O teor confessional de seus versos chamou atenção de Nicolas Behr no feitio do texto de orelha do livro. Segundo o poeta, a poesia do Hermes Coêlho o atrai porque acontece na primeira pessoa. Corajosa, assumida, com a linguagem fazendo seu papel de transformar sentimento em arte. “Me fascinam essas escavações internas, esse sítio arqueológico de si mesmo”, comenta.
Hermes Coêlho, “eclipse” e a poesia como ferramenta para lidar com a complexidade da vida
Hermes Coêlho nasceu em Teresina/PI e atualmente vive em Brasília/DF. Jornalista formado pela Universidade Estadual do Piauí, atuou nas afiliadas das TVs Globo, Record e Brasil, em Teresina. Desde 2010, é repórter e editor da TV Senado, em Brasília. Atualmente, é chefe de reportagem da emissora e apresentador do programa Cidadania. Em 2000, venceu o Concurso Novos Autores,com o livro “Nu”, publicado em 2002 pela Fundação Cultural Monsenhor Chaves. Em 2023, lançou, pela Patuá, “Violado”. “eclipse” conclui o que o autor define como sua Trilogia do Trauma.
“Não fui eu quem escolhi a poesia. Foi a poesia que me escolheu”, afirma, após comentar sobre a importância da escrita poética em sua vida. “Ela jorra forte como sangue a cada vez que tenho que lidar com as complexidades da vida”. Servo orgulhoso do gênero, o poeta tem como prática editar e burilar temas na construção de um livro: “E assim o faço desde que comecei a dançar com as palavras, há 30 anos”.

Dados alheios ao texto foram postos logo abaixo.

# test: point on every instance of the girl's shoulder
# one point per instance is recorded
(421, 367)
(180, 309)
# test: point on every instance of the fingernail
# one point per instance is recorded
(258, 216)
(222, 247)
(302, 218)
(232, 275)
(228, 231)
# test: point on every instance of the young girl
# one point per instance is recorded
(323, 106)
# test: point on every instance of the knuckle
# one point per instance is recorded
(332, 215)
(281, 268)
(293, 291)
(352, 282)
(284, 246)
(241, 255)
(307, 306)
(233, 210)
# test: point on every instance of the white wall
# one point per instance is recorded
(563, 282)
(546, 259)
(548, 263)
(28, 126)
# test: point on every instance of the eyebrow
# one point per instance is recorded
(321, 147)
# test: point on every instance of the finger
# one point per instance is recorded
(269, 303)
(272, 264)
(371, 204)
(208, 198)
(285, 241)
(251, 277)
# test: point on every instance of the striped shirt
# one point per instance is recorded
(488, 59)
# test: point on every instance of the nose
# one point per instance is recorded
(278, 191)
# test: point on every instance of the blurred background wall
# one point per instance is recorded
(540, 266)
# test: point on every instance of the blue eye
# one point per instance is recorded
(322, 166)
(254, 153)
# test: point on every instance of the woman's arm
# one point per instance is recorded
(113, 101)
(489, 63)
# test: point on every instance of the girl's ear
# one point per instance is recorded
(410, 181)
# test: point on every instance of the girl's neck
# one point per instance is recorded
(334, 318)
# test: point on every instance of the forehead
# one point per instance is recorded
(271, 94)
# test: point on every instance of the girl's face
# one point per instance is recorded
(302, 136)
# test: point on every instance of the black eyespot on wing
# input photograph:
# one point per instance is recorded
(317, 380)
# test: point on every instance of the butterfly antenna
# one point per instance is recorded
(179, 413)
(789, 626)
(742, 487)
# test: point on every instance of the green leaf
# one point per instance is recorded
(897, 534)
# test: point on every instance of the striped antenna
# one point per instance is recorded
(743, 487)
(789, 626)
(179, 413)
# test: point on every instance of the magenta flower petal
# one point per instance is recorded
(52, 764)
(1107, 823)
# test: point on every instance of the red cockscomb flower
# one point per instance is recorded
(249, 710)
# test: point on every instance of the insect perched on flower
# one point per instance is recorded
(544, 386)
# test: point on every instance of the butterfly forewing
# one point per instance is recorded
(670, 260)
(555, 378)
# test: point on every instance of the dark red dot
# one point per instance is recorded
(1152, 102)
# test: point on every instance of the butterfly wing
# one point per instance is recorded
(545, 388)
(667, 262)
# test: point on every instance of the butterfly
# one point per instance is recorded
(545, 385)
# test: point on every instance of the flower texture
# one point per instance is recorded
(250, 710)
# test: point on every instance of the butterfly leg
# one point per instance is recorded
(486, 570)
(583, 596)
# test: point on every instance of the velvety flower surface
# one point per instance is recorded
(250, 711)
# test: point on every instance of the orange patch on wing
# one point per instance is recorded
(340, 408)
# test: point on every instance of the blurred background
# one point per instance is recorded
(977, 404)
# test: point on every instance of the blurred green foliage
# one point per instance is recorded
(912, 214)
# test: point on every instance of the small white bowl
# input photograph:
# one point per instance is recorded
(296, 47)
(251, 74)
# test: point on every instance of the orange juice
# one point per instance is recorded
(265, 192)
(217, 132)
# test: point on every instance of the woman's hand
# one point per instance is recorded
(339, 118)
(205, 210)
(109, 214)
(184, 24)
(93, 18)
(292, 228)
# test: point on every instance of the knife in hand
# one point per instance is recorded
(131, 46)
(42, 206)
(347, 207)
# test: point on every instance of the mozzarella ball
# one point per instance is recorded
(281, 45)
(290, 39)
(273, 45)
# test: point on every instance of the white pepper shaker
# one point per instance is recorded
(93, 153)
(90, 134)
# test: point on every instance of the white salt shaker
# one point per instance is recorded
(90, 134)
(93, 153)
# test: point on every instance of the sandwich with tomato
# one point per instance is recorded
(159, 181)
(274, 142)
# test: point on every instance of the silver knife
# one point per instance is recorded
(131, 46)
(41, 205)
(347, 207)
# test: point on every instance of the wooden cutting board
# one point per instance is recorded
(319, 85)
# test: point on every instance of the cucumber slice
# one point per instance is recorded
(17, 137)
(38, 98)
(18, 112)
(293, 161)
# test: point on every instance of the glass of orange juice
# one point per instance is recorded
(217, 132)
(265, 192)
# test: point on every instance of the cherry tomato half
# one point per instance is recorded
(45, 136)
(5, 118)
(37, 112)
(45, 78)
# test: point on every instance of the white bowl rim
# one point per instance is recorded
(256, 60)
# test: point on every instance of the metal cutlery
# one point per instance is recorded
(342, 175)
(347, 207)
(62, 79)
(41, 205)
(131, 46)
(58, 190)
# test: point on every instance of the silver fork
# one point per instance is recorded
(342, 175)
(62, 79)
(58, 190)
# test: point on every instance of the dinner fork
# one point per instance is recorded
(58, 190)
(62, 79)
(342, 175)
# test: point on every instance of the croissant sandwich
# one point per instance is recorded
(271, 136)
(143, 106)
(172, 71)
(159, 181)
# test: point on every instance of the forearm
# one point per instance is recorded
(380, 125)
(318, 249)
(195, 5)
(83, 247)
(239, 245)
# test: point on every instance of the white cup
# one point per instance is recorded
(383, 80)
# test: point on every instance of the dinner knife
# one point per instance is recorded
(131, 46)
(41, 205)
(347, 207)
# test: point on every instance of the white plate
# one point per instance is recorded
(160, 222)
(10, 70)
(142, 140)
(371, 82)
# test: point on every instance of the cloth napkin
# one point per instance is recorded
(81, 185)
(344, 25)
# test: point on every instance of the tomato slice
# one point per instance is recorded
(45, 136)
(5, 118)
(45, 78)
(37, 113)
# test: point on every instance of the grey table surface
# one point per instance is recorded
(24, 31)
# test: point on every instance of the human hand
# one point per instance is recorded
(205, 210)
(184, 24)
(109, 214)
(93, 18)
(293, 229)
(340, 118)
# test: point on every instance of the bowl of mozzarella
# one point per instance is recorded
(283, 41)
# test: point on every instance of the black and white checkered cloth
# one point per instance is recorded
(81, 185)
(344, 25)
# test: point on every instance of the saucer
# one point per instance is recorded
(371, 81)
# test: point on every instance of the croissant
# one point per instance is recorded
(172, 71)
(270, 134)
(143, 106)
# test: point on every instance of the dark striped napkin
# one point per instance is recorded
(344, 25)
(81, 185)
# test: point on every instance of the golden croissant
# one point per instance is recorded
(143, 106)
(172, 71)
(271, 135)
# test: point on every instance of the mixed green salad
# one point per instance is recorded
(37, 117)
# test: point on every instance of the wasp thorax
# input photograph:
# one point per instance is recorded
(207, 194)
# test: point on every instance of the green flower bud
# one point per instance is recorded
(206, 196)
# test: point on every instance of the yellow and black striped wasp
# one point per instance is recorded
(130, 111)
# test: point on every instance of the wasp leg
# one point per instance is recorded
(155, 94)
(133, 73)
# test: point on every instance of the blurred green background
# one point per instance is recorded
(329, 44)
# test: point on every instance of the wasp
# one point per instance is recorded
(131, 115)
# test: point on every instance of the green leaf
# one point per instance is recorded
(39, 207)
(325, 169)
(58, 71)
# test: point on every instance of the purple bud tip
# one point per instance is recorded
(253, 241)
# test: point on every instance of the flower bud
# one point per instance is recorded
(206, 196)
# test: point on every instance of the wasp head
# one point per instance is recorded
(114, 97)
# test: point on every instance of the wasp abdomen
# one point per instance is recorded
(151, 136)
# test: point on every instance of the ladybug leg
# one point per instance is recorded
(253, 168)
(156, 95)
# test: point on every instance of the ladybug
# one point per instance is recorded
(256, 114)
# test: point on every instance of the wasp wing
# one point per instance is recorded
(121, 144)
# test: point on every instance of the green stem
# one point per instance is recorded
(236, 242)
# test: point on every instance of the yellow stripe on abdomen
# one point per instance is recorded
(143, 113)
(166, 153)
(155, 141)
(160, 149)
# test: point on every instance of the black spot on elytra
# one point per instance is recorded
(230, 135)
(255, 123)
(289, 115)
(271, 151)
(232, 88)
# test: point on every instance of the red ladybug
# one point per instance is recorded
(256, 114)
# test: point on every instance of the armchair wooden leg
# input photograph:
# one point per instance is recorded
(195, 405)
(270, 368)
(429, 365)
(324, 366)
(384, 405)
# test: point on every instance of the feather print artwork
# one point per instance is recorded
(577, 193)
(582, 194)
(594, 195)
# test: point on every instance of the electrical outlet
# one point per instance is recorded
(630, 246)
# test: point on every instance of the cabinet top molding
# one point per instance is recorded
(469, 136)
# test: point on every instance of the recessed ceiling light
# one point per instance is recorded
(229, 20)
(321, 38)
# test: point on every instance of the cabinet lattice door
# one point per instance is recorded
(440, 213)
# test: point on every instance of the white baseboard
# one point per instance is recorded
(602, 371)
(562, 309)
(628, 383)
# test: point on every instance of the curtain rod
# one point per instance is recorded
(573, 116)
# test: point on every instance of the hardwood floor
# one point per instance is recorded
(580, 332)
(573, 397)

Temas íntimos sempre presentes
Assim como “eclipse”, seus livros anteriores também possuem um eu-lírico que expõe temas íntimos para falar com o todo. “Nu”, por exemplo, aborda o trauma de ser poeta em um mundo cada vez menos lírico, já “Violado”, o trauma do abuso infantil e sua superação. Mas com tantos anos de carreira como escritor, muita coisa também muda. Hermes considera, por exemplo, que “Nu” é uma obra juvenil, de quem finge mostrar para esconder, já “Violado” e “eclipse” são entranhas expostas. “Ambos são bem definidos por um dos versos de “eclipse”: fiz da dor minha poesia”.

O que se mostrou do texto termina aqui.